Fish fossils indicate that cooking may have originated 600,000 years earlier. Researchers believe that individuals who lived 780,000 years ago like their fish well after studying carp bones.
Earliest Evidence of Cooking
In what Israeli researchers claim is the earliest evidence of fire being used for cooking, they have discovered that early human predecessors who lived 780,000 years ago liked their fish well done.
Archaeologists disagree on the precise date that humans first began cooking since it is difficult to establish that an old fireplace was used for anything other than heating.
But the advent of the culinary arts represents a significant turning point in human history. It has greatly aided our ultimate global expansion by making food simpler to chew and digest.
Research published Monday in the journal Nature Ecology, and Evolution claims that Neanderthals and early Homo sapiens provided the first "definitive evidence" of cooking 170,000 years ago.
Extensive Study
Irit Zohar, an archaeologist at Tel Aviv University's Steinhardt Museum of Natural History, spent 16 years working on the study, which advances that date back more than 600,000 years.
She has cataloged hundreds of fish remains discovered during that period in the northern Israeli site Gesher Benot Ya'aqov.
The Jordan River's banks previously housed a lake. A great trove of old fish fossils there enabled the academics to determine precisely when the earliest cooks began experimenting in the kitchen.

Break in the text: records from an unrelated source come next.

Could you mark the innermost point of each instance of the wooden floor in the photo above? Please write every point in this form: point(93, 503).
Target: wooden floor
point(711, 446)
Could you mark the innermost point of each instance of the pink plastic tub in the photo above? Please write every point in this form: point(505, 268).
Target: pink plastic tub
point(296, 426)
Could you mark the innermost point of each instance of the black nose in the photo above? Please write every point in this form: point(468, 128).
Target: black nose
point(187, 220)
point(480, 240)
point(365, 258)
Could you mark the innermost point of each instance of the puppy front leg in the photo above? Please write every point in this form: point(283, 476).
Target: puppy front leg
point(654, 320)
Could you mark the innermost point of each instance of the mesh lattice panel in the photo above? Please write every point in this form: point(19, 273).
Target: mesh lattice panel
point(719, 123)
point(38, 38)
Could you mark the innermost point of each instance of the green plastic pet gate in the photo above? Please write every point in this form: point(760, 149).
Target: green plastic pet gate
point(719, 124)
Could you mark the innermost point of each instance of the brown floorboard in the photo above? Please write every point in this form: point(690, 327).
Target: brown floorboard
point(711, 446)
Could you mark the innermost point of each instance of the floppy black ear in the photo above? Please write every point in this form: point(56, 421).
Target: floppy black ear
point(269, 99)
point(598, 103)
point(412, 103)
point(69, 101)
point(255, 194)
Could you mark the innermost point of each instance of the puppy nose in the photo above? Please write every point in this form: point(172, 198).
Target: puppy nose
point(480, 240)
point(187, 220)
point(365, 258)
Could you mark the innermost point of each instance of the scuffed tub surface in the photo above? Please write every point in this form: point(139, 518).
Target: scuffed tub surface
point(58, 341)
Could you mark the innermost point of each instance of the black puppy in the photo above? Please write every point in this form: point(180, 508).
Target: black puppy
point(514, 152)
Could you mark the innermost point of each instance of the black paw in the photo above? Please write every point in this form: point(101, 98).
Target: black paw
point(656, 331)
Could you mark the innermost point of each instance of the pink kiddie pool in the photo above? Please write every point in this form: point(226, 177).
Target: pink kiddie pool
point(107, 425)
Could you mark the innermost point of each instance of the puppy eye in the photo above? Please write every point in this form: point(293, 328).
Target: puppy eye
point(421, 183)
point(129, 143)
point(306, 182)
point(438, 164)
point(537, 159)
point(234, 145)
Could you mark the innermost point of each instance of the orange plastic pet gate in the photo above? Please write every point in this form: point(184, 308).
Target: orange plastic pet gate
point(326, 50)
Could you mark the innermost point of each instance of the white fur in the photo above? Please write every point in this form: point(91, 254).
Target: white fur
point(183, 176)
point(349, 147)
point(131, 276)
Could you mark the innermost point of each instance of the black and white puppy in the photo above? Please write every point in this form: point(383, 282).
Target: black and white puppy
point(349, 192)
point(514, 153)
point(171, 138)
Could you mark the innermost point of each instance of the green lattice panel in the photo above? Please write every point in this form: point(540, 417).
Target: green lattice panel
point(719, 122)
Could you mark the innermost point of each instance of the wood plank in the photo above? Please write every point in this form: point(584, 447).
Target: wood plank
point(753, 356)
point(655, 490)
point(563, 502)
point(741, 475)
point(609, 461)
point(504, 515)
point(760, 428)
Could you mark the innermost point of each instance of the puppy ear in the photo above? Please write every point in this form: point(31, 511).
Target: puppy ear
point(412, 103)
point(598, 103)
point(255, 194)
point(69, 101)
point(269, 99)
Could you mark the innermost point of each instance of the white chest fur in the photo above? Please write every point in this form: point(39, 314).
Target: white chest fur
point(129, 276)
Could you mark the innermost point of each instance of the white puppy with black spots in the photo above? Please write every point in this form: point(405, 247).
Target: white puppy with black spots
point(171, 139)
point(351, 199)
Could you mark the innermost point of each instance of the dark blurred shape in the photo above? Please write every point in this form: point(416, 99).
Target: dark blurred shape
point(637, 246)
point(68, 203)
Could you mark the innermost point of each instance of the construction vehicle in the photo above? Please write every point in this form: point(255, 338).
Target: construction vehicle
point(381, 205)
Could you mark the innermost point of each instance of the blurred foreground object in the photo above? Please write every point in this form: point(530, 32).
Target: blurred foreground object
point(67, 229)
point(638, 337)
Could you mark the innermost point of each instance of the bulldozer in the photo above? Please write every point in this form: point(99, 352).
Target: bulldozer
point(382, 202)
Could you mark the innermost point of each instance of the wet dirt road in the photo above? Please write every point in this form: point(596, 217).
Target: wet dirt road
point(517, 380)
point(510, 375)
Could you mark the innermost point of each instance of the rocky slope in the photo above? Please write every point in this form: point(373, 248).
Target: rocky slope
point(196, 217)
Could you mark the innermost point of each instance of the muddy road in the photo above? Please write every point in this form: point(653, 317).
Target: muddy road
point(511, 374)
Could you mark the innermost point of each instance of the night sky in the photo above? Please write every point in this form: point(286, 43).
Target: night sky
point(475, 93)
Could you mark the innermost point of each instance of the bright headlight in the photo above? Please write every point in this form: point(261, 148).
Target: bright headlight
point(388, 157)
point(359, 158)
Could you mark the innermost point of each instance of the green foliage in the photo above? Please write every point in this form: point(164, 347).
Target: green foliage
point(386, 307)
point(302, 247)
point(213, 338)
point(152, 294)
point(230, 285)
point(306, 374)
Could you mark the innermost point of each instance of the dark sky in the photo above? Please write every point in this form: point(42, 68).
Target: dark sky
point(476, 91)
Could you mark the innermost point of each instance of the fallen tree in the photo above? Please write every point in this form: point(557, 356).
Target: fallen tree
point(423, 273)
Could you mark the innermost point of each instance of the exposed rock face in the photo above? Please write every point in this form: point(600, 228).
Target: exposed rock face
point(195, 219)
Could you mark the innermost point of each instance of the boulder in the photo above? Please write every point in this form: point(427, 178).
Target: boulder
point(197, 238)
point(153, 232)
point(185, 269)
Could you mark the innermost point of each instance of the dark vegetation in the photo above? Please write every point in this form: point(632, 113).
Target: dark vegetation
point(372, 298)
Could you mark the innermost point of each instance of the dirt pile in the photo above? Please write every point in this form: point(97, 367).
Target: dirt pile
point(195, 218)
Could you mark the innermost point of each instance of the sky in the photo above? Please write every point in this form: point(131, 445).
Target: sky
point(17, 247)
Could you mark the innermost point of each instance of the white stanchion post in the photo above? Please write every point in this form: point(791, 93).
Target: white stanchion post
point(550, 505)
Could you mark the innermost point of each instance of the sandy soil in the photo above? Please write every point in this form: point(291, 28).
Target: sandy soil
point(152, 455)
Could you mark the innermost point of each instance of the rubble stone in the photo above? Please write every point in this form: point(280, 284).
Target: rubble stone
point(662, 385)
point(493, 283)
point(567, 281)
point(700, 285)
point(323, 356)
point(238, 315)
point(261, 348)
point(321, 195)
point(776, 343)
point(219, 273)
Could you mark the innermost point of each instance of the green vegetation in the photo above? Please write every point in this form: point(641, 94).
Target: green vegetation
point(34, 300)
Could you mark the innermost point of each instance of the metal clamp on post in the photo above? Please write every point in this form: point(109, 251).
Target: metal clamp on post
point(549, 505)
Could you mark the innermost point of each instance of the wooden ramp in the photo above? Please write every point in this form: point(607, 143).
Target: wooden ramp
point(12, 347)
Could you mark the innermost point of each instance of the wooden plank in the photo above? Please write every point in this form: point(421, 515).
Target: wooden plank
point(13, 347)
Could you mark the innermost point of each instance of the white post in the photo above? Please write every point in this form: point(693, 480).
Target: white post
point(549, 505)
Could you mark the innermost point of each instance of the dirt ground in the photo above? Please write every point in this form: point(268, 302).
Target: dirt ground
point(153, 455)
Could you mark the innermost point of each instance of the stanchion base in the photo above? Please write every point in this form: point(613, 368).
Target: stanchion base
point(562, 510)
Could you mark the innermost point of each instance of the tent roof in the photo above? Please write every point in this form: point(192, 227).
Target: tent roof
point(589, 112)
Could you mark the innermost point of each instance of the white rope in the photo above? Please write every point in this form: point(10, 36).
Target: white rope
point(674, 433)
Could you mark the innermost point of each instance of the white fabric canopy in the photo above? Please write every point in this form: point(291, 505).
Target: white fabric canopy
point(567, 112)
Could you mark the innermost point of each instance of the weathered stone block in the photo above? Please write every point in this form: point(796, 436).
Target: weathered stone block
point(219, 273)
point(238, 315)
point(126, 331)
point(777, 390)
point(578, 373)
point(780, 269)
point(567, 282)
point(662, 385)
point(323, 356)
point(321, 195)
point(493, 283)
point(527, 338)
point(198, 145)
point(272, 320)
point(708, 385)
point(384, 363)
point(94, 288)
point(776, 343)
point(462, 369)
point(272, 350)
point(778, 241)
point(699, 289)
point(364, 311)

To create a narrative about human development, we had to piece together more and more material, Zohar told AFP.
According to her, the first hint was found in a location with "almost no fish bones" but heaps of teeth.
Fish bones weaken and dissolve at temperatures below 500C (930F) but retain their teeth at higher degrees, which may indicate cooking.
The same location included charred flints and other signs indicating it had formerly been a fireplace, according to Zohar's colleague.
Additionally, the majority of the teeth belonged to just two very large species of carp, suggesting that these fish may have been chosen for their "succulent" flesh, according to the research. A few of the carp were more than two meters (6.5 ft).
According to Zohar, analyzing the enamel of the teeth provided the "last" evidence.
At the Natural History Museum in London, scientists employed 'X-ray powder diffraction to examine how heating alters the crystal structures that make up enamel.
They discovered that the teeth from the critical section of the lake were exposed to a temperature of between 200 and 500C by comparing the findings with other fish fossils (400-930F). That temperature range is ideal for well cooked seafood.
Studying the History of Cooking
Though the study offered the possibility that our ancestors may have utilized an earth oven, it is still unknown whether they baked, broiled, poached, or sautéed their fish.
Homo erectus is considered to have used fire for the first time about 1.7 million years ago. According to Zohar, they could have eaten the fish adjacent to the fire, but just because you can manage fire for warmth doesn't imply you can control it for cooking.
Then, according to Anas Marrast, an archaeozoologist at France's National Museum of Natural History who was not involved in the study, the human ancestors may have burned the bones.
She continued that the issue of exposure to fire "is whether it's about getting rid of remnants or a desire to cook.